An Automated Multiple-Choice Question Generation Using Natural Language Processing Techniques
This addresses the time-consuming task for teachers in creating relevant questions, but it appears incremental as it builds on existing NLP techniques for keyword extraction.
The paper tackled the problem of automatic multiple-choice question generation from textual data for computer-based testing, presenting an NLP-based system that extracts keywords from lesson materials and was validated to be effective in setting examinable questions.

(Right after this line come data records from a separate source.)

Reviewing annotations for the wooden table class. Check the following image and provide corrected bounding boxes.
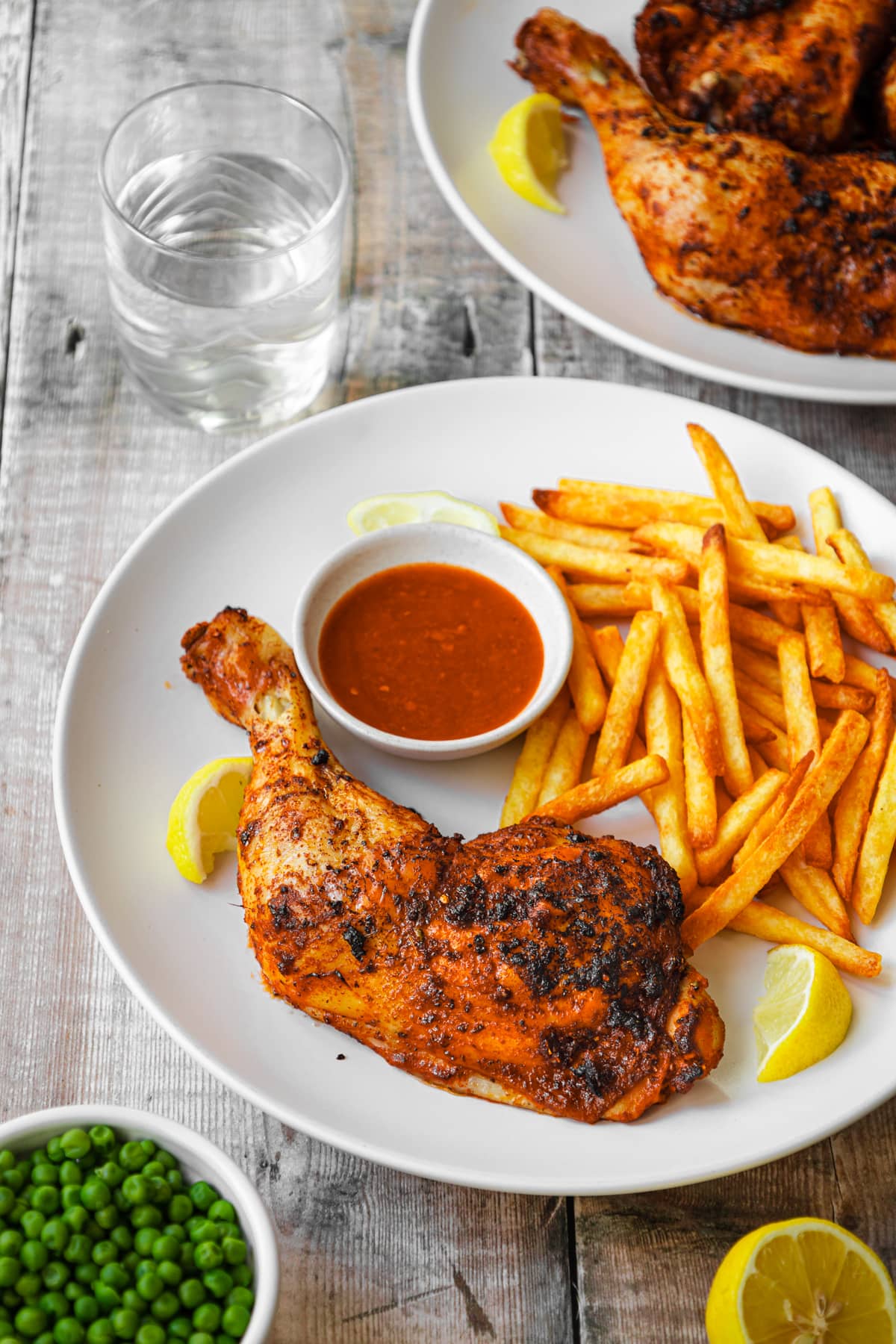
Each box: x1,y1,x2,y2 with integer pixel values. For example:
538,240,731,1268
0,0,896,1344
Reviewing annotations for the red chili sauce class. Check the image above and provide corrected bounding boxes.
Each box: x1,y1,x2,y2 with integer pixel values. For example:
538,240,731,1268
318,564,544,741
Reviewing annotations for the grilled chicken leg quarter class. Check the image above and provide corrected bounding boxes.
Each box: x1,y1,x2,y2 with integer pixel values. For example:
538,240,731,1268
514,10,896,359
183,608,723,1121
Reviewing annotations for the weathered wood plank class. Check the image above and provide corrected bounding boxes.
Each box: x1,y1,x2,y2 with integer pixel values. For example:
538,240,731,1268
0,0,570,1344
0,0,34,405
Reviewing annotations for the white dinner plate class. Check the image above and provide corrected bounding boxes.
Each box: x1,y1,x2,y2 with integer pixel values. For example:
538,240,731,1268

Automatic multiple-choice question generation (MCQG) is a useful yet challenging task in Natural Language Processing (NLP). It is the task of automatic generation of correct and relevant questions from textual data. Despite its usefulness, manually creating sizeable, meaningful and relevant questions is a time-consuming and challenging task for teachers. In this paper, we present an NLP-based system for automatic MCQG for Computer-Based Testing Examination (CBTE).We used NLP technique to extract keywords that are important words in a given lesson material. To validate that the system is not perverse, five lesson materials were used to check the effectiveness and efficiency of the system. The manually extracted keywords by the teacher were compared to the auto-generated keywords and the result shows that the system was capable of extracting keywords from lesson materials in setting examinable questions. This outcome is presented in a user-friendly interface for easy accessibility.